Définition
De Feng Shui, Fung Shui ou Fong Choei, dont la traduction littérale est vent et eau, nous retiendrons, au cours de notre exposé, le terme de Feng Shui qui est le plus utilisé.
Donnons-en tout d’abord les deux définitions les plus précises et les moins sujettes à caution :
- Encyclopedia Sinica : « …Art d’adapter les résidences des vivants et des morts pour coopérer et s’harmoniser avec les courants locaux du souffle cosmique »
- François Martel : « Discipline pratiquée en Chine depuis plusieurs siècles, le Feng Shui a pour objet de déterminer avec précision l’orientation et l’emplacement d’une demeure, en fonction de la topologie du site et des caractéristiques propres à son futur habitant. Le terme « demeure » recouvre ici les résidences à usage privé ou professionnel, les tombes, les autels des ancêtres, les temples, c’est à dire tout domicile d’un vivant, d’un mort, d’un esprit ou d’un dieu ».
On remarque que la traduction occidentale de Feng Shui : « Géomancie » ne correspond pas à la matière définie ci-dessus : en fait le Feng shui n’est pas un art divinatoire.
Le Feng Shui paraît être surtout une médecine et une géographie populaire ; un outil opérationnel en urbanisme, architecture, art décoratif et paysager, une « géobiologie » orientale , ou, mieux encore, une « médecine chinoise du paysage et de l’habitat ».
Qu’est-ce que la « géographie » ? : « La géographie a pour mission de chercher comment les lois physiques et biologiques qui régissent le globe, se combinent et se modifient en s’appliquant aux diverses parties de la surface… » (P. Vidal de la Blanche).
La géographie est donc une science de la description et de l’explication des lieux. En ce sens le Feng Shui est bien une géographie car son objet est bien l’analyse des rapports entre l’Homme et son environnement, une description et une explication des lieux, mais à travers le modèle culturel oriental.
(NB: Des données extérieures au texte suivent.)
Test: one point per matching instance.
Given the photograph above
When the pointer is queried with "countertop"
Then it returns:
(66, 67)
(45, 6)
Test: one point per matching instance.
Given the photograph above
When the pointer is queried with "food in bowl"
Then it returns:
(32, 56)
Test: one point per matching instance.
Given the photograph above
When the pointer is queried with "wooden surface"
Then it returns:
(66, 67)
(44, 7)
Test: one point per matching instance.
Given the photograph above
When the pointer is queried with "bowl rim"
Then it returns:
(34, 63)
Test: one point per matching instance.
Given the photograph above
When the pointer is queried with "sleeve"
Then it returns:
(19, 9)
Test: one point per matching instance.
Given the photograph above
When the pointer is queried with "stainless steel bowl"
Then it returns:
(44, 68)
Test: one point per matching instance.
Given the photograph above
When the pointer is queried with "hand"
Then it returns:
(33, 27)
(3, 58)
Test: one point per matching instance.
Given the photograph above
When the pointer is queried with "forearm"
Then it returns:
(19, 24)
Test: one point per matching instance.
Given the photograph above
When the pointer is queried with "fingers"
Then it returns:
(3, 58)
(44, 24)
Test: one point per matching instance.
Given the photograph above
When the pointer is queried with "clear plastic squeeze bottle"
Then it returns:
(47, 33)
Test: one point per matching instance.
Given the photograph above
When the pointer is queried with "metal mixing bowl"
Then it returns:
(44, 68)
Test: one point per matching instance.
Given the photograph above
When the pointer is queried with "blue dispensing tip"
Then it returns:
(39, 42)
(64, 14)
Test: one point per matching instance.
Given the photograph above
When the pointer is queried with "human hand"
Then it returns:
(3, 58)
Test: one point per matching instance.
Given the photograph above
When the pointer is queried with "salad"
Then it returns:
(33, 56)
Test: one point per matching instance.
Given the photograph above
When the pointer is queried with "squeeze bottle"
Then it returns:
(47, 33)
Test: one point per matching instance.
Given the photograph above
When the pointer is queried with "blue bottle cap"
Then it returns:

Les liens très étroits entre médecine et géographie sont explicitement dévoilés par George Soulié de Morant, introducteur de l’acupuncture en Occident : « … Les Chinois, de temps immémorial, ont attaché une importance considérable, pour la santé et le succès de leur famille, aux émanations du lieu de leur maison. Toute une science est née, le « Fong Choei » ou « Vent et Eau », qui est utilisée en acupuncture car les traitements varient selon l’influx du lieu. De nombreux ouvrages existent à ce sujet ; ils ont jusqu’ici rebuté les sinologues européens qui n’en comprennent ni les termes, ni l’esprit ».
Objectivement, on peut de moins en moins contester les résultats obtenus par l’acuponcture, fondée exactement sur les mêmes principes, non seulement en Orient, depuis des siècles ; mais aussi en Occident, depuis environ soixante ans ; c’est-à-dire hors de son contexte culturel d’origine.
A partir de là, il nous semble qu’un des meilleurs moyens d’avancer sur la question est d’expérimenter avec le Feng Shui ce qui a été tenté avec succès pour l’acuponcture : un transfert de technologie d’Orient en Occident, en donnant à cette étude un caractère très pragmatique, et en s’efforçant, peu à peu, d’établir des études plus quantitatives.